America has abundant resources; it has a skilled working force; it has a strong economic base; it has businessmen of great enterprise. Both for political reasons -- the change in the public mood reflected in the election -- and for economic reasons -- including the mere need for industries to expand and survive -- these will now be released. There will be a national drive for prosperity.
But the inventiveness of American technology is only one reflection of the inventiveness of the American spirit. The nation which believes that it made itself anew can be true to itself only by trying to make everything anew. To employ an Americanism, it must make things over. Its motto, as I like to say, is: "Things Aren't Necessarily So." It is this spirit which will now energize its politics.
It is very easy to be depressed by the working of the American political system at this moment.

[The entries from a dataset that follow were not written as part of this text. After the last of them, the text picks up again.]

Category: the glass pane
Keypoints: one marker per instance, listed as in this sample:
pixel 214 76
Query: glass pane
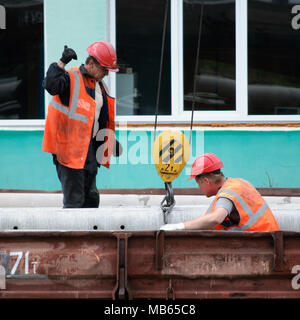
pixel 22 61
pixel 139 39
pixel 273 58
pixel 215 77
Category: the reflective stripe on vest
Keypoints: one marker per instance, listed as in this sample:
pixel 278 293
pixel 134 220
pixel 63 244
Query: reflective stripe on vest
pixel 253 217
pixel 71 112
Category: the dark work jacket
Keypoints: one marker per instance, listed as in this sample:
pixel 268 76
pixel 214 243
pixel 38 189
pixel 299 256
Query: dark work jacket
pixel 57 81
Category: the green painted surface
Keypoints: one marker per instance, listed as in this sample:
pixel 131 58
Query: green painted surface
pixel 265 158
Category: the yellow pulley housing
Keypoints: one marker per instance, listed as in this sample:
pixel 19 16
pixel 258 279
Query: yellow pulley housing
pixel 170 152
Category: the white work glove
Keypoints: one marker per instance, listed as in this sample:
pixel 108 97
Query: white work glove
pixel 172 226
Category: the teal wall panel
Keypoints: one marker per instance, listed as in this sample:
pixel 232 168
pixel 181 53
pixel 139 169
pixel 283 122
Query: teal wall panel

There can be no question that it is out of joint in many ways. But I am growing more and more convinced that what we are observing is the preparation for another burst of political inventiveness. All that we now bemoan may be just the ferment out of which new institutions are created. Certainly it is a period of experiment in America, while Europe has ceased to be politically creative at all.
In spite of the low turnout in the national elections -- this year, still lower -- America is in fact seething with political activity. Much of it is now undirected and has not found its channel. But out of all that is summarized in the phrases, "single-issue" and "single-interest" politics, which seem alarming at this moment, there will surely now come a genuine creativity.
For there is something peculiarly American in what is happening. The activity is local. The experiment with new forms is coming from the bottom. The new institutions are being fashioned by no less than "We, the People." Even at the national level it will be interesting to see how the new Republicans in the House and the Senate now go about their business. For they are born of the new politics.
So one can trace what I believe to be the ferment in America into every corner of the society. The ferment is not violent as it was a decade ago, but in many ways it is no less revolutionary. Although there are vocal reactionary elements at large, this does not seem to me a reactionary moment. Too much is going on, too much that is new, and it will not be contained. It will find its expressions.
I have said nothing of the huge Spanish-American immigration. It is the greatest voluntary migration of peoples -- I am not talking of the forced migrations of displaced persons all over the world -- since the last mass immigration of Europeans into America. Its effects must be enormous. I will mention only one. Immigrants want to become American. They always restore America's earliest vision, because it is for that promise that they have come.
For I will end with the most general observation of all. Americans also want to be American again. It is they who want a return of their inventiveness, to perform for them again the miracles it has performed before. But we need not reach to the portentous. One might almost say that they want their junk food back. The foreign has ceased to be enticing or satisfying.
To me this is both more evident and more reassuring than the appeal to old values of which we hear so much. If Americans wish to recover the family and God and the flag, they do not need to be scourged and evangelized in order to do so. It simply is this. The hamburger may have conquered France, but only Americans know how to eat one. The hamburger is back in American hearts. After all the chic of that foreign food, they now want it back in their stomachs.